Evolution: Is Free Will An Illusion?


Every summer I teach a seminar course at Cornell in which we examine the historical, philosophical, religious, and scientific implications of evolutionary theory. This summer our seminar course will consider the question: Is free will an illusion?

On the 15th of July, 1838, Charles Darwin began a notebook which he labeled as “M”, in which he intended to write down his correspondence, discoveries, musings, and speculations on “Metaphysics on Morals and Speculations on Expression”. On page 27 of that notebook, he wrote
“…one doubts existence of free will every action determined by hereditary constitution, example of others or teaching of others. (…man…probably the only [animal] affected by various knowledge which is not heredetary & instinctive) & the others are learnt, what they teach by the same means & therefore properly no free will. [Emphasis added]

In his private musing on the question of free will, Darwin came to the conclusion that human free will is an illusion, and that all of our actions (and, by extension, our thoughts and intentions) are the result of our “hereditary constitution” and “the example…or teaching of others.”

Some evolutionary biologists, notably William Provine of Cornell University, have followed Darwin’s lead and asserted that human free will is an illusion. Most philosophers disagree, asserting that free will is the principle difference between humans and non-human animals. Many Christian theologians go further, asserting that free will is the foundation of all human action, without which no rational ethics or theology is possible.

In our seminar course this summer we will take up this debate by considering two alternative hypotheses: (1) that human free will is real and forms the basis for our morals and ethics, or (2) that human free will is an illusion, the capacity for which is a product of the same evolutionary processes that have shaped our anatomical and behavioral adaptations. Included in this debate will be an extended consideration of the hypothesis that the capacity for ethical decision making is an evolutionary adaptation that has evolved by natural selection. We will read from some of the leading authors on both sides of the subject, including George Ainslie, Daniel Dennett, Robert Kane, Daniel Wegner, and Edward O. Wilson. Our intent will be to sort out the various issues at play, and to come to clarity on how those issues can be integrated into a perspective of the interplay between philosophy and the natural sciences.

Here are some particulars for the course:

INTENDED AUDIENCE: This course is intended primarily for students in biology, history, philosophy, religious studies, and science & technology studies.

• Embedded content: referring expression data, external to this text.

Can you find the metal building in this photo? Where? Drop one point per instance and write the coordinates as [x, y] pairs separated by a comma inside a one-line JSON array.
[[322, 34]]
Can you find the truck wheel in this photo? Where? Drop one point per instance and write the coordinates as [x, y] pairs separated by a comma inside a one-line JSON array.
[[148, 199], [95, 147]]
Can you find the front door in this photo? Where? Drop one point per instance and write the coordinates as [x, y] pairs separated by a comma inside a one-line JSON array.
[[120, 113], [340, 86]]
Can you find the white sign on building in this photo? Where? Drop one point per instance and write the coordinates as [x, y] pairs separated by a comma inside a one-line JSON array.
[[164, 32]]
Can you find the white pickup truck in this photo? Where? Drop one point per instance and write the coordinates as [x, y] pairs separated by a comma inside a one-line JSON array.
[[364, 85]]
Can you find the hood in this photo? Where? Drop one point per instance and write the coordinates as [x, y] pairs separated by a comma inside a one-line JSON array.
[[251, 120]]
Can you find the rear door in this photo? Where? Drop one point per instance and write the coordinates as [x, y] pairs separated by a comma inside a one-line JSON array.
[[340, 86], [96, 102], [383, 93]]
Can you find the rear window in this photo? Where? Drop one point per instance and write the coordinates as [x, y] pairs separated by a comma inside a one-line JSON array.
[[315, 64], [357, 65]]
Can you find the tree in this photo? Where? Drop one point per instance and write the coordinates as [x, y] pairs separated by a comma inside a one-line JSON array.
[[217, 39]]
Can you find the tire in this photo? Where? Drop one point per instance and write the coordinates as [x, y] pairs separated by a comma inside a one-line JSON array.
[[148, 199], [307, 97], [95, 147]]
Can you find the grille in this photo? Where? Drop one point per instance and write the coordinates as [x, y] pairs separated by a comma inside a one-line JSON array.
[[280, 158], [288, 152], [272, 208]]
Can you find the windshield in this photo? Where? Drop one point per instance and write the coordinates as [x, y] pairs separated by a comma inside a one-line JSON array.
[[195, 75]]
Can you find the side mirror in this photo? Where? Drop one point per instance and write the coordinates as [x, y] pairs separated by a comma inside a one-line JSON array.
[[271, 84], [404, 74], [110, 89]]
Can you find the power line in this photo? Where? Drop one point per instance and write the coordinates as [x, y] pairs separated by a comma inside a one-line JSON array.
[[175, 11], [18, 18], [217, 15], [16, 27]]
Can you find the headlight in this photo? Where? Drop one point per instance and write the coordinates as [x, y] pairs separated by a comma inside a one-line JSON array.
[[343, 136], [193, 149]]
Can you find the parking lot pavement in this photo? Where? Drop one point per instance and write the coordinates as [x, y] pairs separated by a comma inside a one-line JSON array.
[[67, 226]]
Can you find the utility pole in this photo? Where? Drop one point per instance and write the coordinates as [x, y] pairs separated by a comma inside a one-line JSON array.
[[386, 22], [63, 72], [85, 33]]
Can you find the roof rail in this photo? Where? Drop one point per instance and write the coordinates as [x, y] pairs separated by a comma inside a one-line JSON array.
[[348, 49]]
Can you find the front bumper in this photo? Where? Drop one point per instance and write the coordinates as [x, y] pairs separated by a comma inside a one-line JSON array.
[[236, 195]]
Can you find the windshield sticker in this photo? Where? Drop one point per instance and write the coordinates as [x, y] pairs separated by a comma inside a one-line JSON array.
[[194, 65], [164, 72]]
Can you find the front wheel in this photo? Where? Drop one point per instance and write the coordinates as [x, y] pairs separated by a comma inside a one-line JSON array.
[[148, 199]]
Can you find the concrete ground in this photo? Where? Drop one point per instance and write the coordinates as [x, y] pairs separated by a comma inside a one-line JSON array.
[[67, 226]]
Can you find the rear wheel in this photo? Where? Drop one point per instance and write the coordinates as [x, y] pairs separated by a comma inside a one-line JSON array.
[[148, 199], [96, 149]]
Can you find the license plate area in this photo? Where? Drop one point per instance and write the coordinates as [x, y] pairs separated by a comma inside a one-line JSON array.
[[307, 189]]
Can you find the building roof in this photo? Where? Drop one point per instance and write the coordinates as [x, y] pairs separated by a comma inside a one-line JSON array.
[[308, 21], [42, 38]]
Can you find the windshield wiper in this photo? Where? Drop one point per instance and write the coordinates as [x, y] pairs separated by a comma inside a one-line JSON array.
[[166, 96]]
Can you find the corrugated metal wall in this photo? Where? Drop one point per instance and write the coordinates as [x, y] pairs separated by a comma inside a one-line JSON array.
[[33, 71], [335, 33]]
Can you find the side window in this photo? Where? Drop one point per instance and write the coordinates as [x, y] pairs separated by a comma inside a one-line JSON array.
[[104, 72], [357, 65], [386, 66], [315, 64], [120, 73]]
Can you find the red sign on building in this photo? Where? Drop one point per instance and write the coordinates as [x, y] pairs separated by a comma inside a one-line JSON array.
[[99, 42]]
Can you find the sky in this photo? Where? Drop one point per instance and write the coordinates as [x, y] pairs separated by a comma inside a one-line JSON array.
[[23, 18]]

The approach will be interdisciplinary, and the format will consist of in-depth readings across the disciplines and discussion of the issues raised by such readings.

PREREQUISITES: None, although a knowledge of general evolutionary theory, evolutionary psychology, sociobiology, and the philosophy of human free will would be useful.

DAYS, TIMES, & PLACES: The course will meet on Tuesday and Thursday evenings from 6:00 to 9:00 PM in Mudd Hall, Room 409 (The Whittaker Seminar Room), beginning on Tuesday 23 June 2009 and ending on Thursday 30 July 2009.

CREDIT & GRADES: The course will be offered for 4 hours of credit, regardless of which course listing students choose to register for. Unless otherwise noted, course credit in BIOEE 4670 / BSOC 4471 can be used to fulfill biology/science distribution requirements and HIST 4150 / STS 4471 can be used to fulfill humanities distribution requirements (check with your college registrar's office for more information). Letter grades for this course will be based on the quality of written work on original research papers written by students, plus participation in class discussion. All participants must be registered in the Cornell Six-Week Summer Session to attend class meetings and receive credit for the course (click here for for more information and to enroll for this course). Registration will be limited to the first 18 students who enroll for credit.

REQUIRED TEXTS:

Ainslie, G. (2008) Breakdown of Will, Cambridge University Press, ISBN: 0521596947 (paperback: $34.99), 272 pages.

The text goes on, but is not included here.